General characteristics
- Class & type: Shoalway-class
- Type: Dredger
- Tonnage: 4,088 GT
- Length: 90 m (295 ft 3 in) LOA
- Beam: 19 m (62 ft 4 in)
- Draught: Summer: 5.933 m (19 ft 5.6 in); Dredging: 6.820 m (22 ft 4.5 in);
- Depth: 7.25 m (23 ft 9 in) moulded
- Decks: 6
- Installed power: 6,666 kW (8,939 hp) @ 1600 rev/min
- Propulsion: Azimuth thrusters with Caterpillar Inc. 3516B 1,491 kW (1,999 hp) x2 & Caterpillar Inc. 3406C 229 kW (307 hp) & Veth 2-K-1400 500 kW (670 hp) bow thruster
- Speed: 11 kn (20 km/h)
- Capacity: 4500 m3
- Crew: 10

= Shoalway =

Trailing suction hopper dredger

The Shoalway is a trailing suction hopper dredger, owned and operated by Royal Boskalis, originally intended for the British market and built in 2010.

== Design ==
The vessel was the first of four ships designed by Conoship International and D.W. den Herder maritiem, with a shallow draught and high manoeuvrability for difficult port construction, maintenance, land reclamation, coastal defense and offshore energy projects. The typical carpentry needed for a vessel of this kind was completed by Hans Dorgelo. It was the first dredger in the Boskalis fleet to use azimuth thrusters as its main means of propulsion.
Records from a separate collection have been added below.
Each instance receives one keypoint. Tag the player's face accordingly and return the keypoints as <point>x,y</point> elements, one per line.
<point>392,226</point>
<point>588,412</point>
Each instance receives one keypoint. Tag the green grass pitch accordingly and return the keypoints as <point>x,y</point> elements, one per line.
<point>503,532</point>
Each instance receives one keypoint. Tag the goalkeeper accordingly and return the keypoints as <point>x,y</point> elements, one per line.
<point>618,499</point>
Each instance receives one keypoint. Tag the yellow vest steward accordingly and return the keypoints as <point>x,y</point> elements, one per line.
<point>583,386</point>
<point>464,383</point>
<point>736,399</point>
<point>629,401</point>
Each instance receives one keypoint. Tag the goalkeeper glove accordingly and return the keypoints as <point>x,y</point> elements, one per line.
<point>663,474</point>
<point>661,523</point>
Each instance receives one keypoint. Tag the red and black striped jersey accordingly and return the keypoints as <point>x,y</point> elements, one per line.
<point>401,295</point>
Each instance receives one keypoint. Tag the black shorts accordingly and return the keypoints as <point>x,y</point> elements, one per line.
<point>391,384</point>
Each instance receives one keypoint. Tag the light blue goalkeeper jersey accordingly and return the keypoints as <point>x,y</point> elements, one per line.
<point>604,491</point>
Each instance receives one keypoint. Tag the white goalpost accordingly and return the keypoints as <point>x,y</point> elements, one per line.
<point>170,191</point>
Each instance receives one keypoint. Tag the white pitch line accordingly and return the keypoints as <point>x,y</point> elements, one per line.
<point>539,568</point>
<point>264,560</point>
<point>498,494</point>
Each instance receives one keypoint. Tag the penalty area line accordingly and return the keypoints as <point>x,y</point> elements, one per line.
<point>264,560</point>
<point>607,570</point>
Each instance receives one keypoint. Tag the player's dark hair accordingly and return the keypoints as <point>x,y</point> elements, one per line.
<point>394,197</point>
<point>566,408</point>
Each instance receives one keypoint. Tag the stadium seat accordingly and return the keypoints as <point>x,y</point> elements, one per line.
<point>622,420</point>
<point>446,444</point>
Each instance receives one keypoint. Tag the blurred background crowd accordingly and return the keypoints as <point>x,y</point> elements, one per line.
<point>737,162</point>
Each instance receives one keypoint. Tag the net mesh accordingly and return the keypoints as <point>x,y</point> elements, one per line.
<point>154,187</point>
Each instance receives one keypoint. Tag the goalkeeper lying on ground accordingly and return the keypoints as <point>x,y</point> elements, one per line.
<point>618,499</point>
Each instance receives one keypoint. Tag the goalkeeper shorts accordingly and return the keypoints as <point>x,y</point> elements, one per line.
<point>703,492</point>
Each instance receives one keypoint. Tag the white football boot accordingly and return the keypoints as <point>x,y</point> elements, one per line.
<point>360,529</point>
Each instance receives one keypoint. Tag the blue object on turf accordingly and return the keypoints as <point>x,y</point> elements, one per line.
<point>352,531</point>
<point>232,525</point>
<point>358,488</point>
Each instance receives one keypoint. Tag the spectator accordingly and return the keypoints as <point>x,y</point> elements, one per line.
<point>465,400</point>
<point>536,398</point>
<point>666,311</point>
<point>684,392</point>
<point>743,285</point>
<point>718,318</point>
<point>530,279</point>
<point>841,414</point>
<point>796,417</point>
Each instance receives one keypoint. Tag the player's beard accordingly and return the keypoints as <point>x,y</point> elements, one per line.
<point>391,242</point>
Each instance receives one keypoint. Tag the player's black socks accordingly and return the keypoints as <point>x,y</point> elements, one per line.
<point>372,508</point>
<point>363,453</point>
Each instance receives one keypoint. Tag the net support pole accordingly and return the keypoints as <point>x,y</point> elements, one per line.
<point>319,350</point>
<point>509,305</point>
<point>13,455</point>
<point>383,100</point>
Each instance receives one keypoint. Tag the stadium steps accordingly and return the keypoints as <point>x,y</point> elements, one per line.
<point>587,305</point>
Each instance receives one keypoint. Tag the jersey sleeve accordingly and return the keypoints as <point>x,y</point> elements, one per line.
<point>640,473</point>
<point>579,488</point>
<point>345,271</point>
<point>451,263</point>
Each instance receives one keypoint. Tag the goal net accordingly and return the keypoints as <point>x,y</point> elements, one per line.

The ship is equipped with rainbow discharge valves for beach replenishment or land reclamation, two jet water engines for sediment dispersal, non-protruding bottom doors in the hopper (cargo hold) for dumping at sea and engines designed to stringent MARPOL sulphur emissions standards.

== Capabilities ==
Equipped with a suction pipe with a diameter of 900 mm, a dredge pump of 1680 kW, two jet pumps of 746 kW and a maximum dredging depth of 30 m the ship is able to pump its load ashore by pipeline, dumping or rainbowing.

== Sister Vessels ==
Its sister vessels of the Shoalway class include the Causeway, the Strandway and the Freeway.